What is AWS Systems Manager?

Posted on by uplatzblog

AWS Systems Manager provides a suite of tools for managing and automating operational tasks on AWS resources. Among its features are Automation and Session Manager, which serve different purposes but can be used in tandem for effective management of AWS instances.

  1. Automation:
    • AWS Systems Manager Automation allows you to automate common maintenance and deployment tasks across your AWS environment. You can define workflows, known as automation documents, that specify the steps required to perform a particular task or remediation action.
    • Automation documents are written in YAML or JSON format and can include a series of steps such as running scripts, executing AWS API commands, invoking AWS Lambda functions, and waiting for specific conditions.
    • Automation documents can be executed manually or triggered by events such as CloudWatch Events, AWS Config rule evaluations, or AWS Health events.

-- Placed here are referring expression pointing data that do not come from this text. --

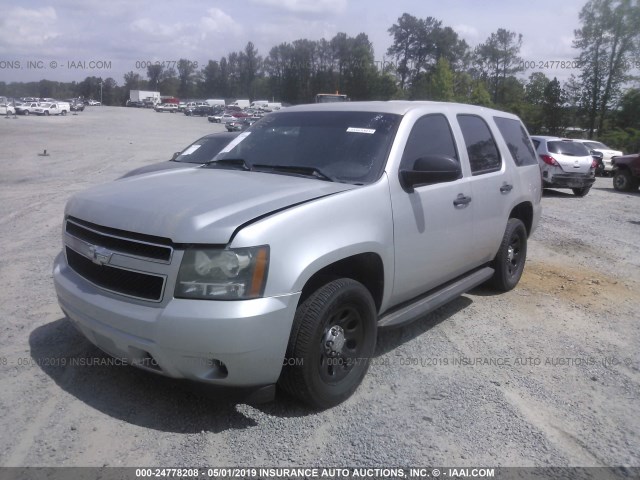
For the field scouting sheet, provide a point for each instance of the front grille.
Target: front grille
(128, 243)
(117, 280)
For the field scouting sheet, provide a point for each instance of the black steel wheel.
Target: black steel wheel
(509, 262)
(623, 181)
(332, 340)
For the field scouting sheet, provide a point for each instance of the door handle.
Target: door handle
(461, 201)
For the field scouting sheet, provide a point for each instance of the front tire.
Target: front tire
(623, 181)
(581, 192)
(509, 262)
(332, 340)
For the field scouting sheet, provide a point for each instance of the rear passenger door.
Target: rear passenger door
(432, 227)
(491, 185)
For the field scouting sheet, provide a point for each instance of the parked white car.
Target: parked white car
(166, 107)
(26, 108)
(221, 118)
(55, 108)
(565, 164)
(7, 109)
(607, 155)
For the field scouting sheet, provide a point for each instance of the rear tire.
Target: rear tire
(581, 192)
(510, 259)
(623, 181)
(332, 339)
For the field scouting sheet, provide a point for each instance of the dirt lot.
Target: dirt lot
(547, 374)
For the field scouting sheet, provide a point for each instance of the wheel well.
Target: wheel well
(524, 212)
(365, 268)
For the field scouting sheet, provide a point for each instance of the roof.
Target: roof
(398, 107)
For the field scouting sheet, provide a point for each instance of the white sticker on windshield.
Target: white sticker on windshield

You can also schedule them to run at specific times or intervals.
    • Automation provides features such as parameterization (using input parameters and dynamic values), error handling, logging, and integration with other AWS services.
  2. Session Manager:
    • AWS Systems Manager Session Manager allows you to securely connect to your EC2 instances and managed instances (such as on-premises servers or VMs) without the need for SSH or RDP access.
    • With Session Manager, you can initiate interactive sessions with instances directly from the AWS Management Console or AWS CLI, using the AWS Systems Manager console or the AWS Systems Manager Session Manager plugin.
    • Session Manager establishes a secure WebSocket connection to the instance using IAM authentication and encryption, eliminating the need to open inbound ports or manage SSH keys.
    • Session Manager provides features such as session logging, audit trails, fine-grained access control using IAM policies, and integration with AWS CloudTrail for tracking session activity.
    • In addition to interactive sessions, Session Manager supports port forwarding, allowing you to securely access services running on instances without exposing them to the internet.

By leveraging AWS Systems Manager Automation and Session Manager together, you can automate operational tasks across your AWS environment and securely manage access to your instances without relying on traditional SSH or RDP connections. This helps improve security, compliance, and operational efficiency while reducing manual effort and risk.